Authored by Ben Garrison via GrrrGraphics.com,

We may be in for a long, hot summer. Our Gemini president sports a sun sign and right now he’s causing a major meltdown among the left.

They greatly resent the president’s success and now he gets to appoint another Supreme Court justice. Many Democrats, most specifically Chuck Schumer, want him to put that off until after the election. I added him and some other melters to this cartoon. If I added in all of the lefty tantrum throwers, it would resemble a ‘Where’s Waldo’ illustration. This features a select few.

Michael Moore has had enough of Trump. He wants to ‘go to war.’ Such talk seems at odds with his outspoken commitment against firearms, but he told Stephen Colbert “It’s time to put our bodies on the line to stop Trump!” In that respect he possess a formidable, if corpulent weapon. He also labeled Trump as ‘evil.’

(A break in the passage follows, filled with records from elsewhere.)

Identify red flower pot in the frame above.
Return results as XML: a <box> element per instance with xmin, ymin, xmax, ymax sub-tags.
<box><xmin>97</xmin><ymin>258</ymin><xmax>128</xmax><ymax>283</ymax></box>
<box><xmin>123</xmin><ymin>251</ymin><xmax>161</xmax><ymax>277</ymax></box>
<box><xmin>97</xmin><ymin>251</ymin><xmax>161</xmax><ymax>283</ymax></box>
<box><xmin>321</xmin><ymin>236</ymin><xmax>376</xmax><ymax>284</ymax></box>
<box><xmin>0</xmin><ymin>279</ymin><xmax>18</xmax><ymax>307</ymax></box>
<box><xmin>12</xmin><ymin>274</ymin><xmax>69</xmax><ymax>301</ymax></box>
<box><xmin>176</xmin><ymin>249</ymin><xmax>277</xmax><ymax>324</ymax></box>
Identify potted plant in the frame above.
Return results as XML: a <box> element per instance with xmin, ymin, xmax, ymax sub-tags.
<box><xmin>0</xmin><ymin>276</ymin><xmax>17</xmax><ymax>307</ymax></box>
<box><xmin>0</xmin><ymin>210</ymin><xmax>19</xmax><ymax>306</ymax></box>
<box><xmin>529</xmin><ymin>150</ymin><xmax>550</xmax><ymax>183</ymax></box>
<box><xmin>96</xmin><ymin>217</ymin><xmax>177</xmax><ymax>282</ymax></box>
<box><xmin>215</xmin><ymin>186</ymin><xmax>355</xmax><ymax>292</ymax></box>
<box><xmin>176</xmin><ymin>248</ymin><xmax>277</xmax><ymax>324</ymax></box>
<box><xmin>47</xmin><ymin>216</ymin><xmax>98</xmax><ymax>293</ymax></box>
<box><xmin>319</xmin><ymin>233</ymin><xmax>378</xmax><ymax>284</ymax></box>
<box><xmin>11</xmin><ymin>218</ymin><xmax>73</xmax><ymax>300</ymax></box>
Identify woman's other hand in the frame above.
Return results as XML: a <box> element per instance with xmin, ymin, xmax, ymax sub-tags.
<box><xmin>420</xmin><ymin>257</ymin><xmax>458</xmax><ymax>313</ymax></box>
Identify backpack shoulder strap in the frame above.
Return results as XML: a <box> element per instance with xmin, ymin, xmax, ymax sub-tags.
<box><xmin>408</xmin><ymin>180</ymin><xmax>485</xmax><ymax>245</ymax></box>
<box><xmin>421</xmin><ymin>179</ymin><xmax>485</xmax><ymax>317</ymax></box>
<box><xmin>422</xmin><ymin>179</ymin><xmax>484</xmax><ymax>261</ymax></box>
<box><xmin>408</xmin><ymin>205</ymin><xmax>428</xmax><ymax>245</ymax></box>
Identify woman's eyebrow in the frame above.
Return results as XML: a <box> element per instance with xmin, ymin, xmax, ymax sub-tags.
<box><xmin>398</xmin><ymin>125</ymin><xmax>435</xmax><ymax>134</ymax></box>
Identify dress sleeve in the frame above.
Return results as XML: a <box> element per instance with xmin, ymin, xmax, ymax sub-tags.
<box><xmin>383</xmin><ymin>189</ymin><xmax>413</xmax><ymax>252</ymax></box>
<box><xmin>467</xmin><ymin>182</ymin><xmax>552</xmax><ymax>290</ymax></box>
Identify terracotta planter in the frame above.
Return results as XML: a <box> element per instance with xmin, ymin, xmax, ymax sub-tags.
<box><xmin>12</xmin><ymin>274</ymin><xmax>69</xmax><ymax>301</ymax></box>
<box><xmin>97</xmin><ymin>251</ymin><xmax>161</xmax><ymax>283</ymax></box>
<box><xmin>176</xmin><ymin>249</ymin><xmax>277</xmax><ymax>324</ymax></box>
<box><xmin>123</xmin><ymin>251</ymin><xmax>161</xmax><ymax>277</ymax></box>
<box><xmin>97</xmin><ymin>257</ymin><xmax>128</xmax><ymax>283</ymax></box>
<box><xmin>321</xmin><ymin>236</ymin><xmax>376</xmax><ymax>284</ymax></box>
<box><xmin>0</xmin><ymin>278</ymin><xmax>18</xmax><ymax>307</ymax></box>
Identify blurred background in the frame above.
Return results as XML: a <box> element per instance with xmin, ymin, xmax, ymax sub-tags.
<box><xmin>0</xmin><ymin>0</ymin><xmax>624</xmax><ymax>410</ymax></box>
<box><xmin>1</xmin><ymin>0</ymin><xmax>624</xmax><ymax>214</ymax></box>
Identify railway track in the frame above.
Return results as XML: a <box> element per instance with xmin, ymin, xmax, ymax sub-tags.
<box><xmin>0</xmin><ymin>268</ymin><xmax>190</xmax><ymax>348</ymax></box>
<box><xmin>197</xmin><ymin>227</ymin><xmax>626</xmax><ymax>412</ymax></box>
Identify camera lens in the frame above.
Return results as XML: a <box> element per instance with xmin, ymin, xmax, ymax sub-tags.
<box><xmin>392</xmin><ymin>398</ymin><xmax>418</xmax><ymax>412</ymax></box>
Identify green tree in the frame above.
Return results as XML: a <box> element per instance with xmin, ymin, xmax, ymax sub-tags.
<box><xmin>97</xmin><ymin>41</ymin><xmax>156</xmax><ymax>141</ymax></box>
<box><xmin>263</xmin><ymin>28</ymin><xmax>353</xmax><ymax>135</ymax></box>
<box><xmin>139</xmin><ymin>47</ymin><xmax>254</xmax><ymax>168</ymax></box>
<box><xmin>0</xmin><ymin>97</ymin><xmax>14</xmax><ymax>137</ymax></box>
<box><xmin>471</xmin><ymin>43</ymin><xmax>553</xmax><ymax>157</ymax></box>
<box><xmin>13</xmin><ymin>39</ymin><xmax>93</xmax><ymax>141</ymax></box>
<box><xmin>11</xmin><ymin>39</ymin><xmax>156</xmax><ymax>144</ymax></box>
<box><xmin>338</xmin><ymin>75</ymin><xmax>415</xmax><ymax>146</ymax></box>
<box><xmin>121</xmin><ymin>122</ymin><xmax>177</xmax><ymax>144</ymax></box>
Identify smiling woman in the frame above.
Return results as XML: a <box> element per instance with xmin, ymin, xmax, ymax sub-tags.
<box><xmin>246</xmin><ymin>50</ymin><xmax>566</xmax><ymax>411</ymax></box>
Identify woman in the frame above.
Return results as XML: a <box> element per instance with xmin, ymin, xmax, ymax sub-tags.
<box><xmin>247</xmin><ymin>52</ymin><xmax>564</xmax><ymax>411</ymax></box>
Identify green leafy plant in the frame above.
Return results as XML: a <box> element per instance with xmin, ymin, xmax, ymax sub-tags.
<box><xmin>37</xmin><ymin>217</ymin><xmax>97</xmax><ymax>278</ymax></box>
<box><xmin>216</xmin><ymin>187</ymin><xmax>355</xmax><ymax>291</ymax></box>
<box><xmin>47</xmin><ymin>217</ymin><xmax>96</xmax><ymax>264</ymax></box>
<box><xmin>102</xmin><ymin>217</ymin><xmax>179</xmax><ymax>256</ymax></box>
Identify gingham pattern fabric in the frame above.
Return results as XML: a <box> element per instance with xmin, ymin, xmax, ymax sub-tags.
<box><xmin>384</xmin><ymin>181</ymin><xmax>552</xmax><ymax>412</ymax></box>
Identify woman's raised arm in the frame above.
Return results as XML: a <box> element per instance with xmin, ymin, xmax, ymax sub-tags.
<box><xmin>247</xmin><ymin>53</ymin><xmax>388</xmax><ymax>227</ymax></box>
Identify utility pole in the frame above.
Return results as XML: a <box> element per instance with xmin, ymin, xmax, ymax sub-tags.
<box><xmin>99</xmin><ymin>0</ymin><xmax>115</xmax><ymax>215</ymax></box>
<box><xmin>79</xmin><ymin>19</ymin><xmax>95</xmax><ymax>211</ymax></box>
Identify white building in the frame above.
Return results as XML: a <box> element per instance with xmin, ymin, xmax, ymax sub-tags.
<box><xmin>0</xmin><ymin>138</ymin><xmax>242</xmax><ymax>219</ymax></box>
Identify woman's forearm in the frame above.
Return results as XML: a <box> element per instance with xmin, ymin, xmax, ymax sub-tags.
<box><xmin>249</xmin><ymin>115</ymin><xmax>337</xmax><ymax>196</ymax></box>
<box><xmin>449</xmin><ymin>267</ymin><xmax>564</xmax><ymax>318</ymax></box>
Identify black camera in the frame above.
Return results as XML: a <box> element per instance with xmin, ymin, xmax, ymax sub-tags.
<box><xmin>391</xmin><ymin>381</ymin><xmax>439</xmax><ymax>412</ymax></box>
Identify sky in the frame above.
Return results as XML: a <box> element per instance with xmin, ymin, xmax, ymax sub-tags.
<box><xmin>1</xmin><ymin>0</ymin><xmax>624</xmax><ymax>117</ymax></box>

Colbert lamented that ‘we are supremely screwed’ because the president gets to appoint another conservative Supreme Court Justice. Colbert pitched a hissy fit and said Trump would fundamentally change the course of the Supreme Court. Sucks to be you, Stephen.

Many in Hollywood imploded over Kennedy’s retirement. Rob Reiner called Trump ‘illegitimate’ and said Trump’s upcoming court pick was “tyranny.” Reiner was known as ‘meathead’ in the TV series, “All In The Family.”

The professional unfunny woman Kathy Griffin once held up a fake severed head representing Trump and joked about it. She now says Trump is ‘pro Nazi.’ That’s a real knee-slapper, Kathy.

Cher fears Trump will send her to a camp. That would make a great TV reality series!

Maxine Waters is in permanent meltdown mode. She may end up melting her way out of Congress. Even Rob Reiner said she went too far when she called for violence against Trump supporters.

The more Trump wins, the more the left makes collectivist jackasses out of themselves. Keep on winning, Mr. President.